To fix it, what I did was making the algorithm choose random pivots instead of choosing always the last element as the pivot in the following fashion:

private static int partition(String[] arr, int start, int end) {
        int randomIndex = new Random().nextInt(end - start + 1) + start; // random pivot to avoid worst case scenario more often during recursion (when array is already sorted)
        String pivot = arr[randomIndex];
        int i = start - 1;

        String temp = arr[randomIndex];
        arr[randomIndex] = arr[end];
        arr[end] = temp;

        for (int j = start; j < end; ++j)
        {
            if (arr[j].compareTo(pivot) < 0)
            {
                ++i;
                temp = arr[i];
                arr[i] = arr[j];
                arr[j] = temp;
            }
        }
        ++i;
        temp = arr[i];
        arr[i] = pivot;
        arr[end] = temp;

        return i;
    }

More explanation:

• Why nextInt(end - start + 1) + start;?

We need to choose the element at a random index within that specific partition of the array. This parameter will generate a number between 0 to the last index end - start of the partition (not inclusive). To include the last index as a possible pivot. We must add one. We then add to the result the smallest index because we do not want indexes of the low partition being included. When the method is doing the high partition, the lowest index is not going to be 0 but a higher number. When we add the lowest index to the result, we exclude all the numbers lower than that number to being possible pivots.

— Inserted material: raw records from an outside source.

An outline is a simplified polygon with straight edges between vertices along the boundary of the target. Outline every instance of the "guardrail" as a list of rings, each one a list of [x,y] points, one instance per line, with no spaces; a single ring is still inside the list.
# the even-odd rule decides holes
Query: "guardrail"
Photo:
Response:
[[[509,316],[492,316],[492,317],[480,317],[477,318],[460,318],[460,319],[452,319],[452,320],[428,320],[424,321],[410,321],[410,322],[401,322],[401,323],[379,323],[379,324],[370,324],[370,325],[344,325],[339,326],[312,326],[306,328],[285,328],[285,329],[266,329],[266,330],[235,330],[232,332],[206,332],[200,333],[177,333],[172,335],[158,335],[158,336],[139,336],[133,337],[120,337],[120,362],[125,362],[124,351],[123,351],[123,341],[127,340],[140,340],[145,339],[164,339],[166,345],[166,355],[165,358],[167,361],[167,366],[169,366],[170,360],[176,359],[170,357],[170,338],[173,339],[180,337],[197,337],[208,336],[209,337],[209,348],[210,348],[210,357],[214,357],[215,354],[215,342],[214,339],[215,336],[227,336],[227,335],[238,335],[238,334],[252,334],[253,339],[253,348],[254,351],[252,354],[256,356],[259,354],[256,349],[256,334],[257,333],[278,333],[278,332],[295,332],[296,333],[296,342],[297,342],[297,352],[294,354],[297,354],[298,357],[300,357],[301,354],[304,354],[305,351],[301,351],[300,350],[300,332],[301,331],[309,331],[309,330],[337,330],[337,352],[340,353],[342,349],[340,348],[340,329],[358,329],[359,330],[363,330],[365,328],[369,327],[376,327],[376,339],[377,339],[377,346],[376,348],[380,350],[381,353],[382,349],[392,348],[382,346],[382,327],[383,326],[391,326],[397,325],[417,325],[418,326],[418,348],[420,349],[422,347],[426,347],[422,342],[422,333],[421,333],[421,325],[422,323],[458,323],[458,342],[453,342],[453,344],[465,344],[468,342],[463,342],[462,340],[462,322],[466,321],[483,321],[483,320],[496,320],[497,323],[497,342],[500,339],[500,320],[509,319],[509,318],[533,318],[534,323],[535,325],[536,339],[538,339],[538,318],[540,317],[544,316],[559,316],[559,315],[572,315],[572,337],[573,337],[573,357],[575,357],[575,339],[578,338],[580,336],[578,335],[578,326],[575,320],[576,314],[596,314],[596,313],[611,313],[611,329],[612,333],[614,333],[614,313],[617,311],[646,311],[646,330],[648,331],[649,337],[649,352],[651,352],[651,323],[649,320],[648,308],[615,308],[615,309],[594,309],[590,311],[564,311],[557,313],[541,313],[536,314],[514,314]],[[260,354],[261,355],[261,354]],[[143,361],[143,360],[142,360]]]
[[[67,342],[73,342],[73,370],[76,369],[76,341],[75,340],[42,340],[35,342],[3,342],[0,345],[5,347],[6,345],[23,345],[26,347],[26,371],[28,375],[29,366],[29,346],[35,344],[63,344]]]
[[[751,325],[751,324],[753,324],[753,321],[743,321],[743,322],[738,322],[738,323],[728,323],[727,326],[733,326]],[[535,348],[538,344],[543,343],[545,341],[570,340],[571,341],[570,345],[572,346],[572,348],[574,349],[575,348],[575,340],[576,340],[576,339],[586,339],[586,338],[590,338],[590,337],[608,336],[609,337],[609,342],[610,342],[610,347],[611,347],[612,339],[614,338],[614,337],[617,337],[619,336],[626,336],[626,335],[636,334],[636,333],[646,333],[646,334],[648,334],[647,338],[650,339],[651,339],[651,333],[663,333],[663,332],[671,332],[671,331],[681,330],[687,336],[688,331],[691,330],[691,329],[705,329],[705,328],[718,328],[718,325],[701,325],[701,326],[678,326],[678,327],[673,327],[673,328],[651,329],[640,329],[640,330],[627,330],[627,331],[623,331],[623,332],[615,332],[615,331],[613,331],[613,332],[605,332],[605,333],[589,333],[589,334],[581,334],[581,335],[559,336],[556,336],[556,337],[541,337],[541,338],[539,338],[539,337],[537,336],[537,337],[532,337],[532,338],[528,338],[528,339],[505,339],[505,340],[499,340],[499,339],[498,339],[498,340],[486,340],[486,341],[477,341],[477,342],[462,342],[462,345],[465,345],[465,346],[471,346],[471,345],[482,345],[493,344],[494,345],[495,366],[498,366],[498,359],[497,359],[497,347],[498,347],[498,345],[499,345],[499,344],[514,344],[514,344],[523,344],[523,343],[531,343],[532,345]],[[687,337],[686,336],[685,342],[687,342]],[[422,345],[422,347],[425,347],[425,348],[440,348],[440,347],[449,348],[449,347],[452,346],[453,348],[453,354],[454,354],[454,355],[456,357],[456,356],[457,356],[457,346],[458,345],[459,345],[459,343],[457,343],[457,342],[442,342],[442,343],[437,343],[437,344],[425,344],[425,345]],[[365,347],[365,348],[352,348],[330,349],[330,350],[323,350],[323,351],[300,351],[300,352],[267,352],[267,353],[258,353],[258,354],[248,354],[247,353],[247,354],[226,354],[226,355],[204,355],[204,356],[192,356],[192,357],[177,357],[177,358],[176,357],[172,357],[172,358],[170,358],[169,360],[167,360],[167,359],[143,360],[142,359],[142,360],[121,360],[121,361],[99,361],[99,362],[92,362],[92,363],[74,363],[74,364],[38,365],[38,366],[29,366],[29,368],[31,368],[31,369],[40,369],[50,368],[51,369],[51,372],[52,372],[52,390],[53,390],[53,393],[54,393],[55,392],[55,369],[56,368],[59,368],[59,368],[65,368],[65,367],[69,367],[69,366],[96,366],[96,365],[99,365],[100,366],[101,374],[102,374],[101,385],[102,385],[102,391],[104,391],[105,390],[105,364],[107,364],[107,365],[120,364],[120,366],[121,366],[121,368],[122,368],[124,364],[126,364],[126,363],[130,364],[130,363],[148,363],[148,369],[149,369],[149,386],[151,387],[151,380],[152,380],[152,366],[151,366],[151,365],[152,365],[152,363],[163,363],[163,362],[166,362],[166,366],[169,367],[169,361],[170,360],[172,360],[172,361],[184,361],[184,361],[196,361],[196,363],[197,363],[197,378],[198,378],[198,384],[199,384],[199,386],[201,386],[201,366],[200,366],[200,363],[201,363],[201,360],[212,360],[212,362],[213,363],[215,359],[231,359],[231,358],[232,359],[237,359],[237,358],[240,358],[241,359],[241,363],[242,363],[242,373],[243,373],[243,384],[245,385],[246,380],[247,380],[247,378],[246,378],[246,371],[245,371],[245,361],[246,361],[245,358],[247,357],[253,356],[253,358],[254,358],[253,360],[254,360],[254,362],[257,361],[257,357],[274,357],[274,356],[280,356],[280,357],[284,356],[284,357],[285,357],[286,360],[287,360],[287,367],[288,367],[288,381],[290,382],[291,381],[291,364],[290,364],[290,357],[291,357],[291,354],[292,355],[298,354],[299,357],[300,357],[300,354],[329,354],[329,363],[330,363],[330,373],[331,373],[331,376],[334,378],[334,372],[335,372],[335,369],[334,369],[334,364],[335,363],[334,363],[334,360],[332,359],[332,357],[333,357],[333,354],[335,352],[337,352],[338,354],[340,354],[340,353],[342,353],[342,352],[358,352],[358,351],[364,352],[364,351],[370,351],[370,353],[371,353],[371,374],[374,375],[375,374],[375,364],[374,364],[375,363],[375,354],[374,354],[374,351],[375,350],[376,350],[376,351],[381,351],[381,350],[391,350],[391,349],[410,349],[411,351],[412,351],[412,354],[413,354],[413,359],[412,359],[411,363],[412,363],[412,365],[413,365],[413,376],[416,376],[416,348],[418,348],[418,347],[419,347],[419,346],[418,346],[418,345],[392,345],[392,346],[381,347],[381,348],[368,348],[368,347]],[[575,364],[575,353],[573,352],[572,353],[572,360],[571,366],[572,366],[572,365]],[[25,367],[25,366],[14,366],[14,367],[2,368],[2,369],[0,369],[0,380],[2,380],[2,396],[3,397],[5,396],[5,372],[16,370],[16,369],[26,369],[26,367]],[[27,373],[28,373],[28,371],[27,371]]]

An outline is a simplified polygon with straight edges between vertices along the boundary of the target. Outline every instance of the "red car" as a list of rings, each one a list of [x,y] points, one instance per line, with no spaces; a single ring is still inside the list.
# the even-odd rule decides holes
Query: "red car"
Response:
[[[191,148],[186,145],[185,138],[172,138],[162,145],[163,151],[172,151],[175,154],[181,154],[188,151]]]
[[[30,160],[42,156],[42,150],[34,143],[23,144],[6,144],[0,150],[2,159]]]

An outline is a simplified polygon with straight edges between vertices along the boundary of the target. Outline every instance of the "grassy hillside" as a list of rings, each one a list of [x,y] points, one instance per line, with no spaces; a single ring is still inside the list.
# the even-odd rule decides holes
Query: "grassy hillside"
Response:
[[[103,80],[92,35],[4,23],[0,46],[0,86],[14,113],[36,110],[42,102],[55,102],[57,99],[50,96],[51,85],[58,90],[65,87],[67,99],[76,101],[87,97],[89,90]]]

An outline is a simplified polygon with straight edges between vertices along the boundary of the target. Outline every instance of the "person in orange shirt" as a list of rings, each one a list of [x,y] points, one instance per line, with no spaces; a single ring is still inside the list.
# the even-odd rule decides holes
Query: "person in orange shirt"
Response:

• Why do we swap before entering the for loop?

Because we are still following the same logic as before; that of incrementing i every time we find a greater element than the pivot without moving the pivot from the last index and changing it accidentally. Then, at the very end, we swap the last element where the pivot remained safely from any swaps with the subsequent index of the last smallest element than the pivot.

To perform the previous, we must make sure than our pivot element is indeed in the last index before any swaps. That is why before entering the for loop, we swap.

Answer 2

The stack overflow can be prevented by only using recursion on the smaller partition, and looping back for the larger partition, with stack space complexity O(log2(n)), but the worst case time complexity remains the same at O(n^2), and 600000 elements may take too long:

private static void quickSort(String[] arr, int start, int end) {
    while(end > start){
        int pivot = partition(arr, start, end);
        if((pivot - start) <= (end - pivot)){
            quickSort(arr, start, pivot - 1);
            start = pivot+1;
        } else {
            quickSort(arr, pivot + 1, end);
            end = pivot-1;
        }
    }
}

A better choice for pivot would be to use the middle value, median of three, or random pivot as shown in Sheep_Walker's answer.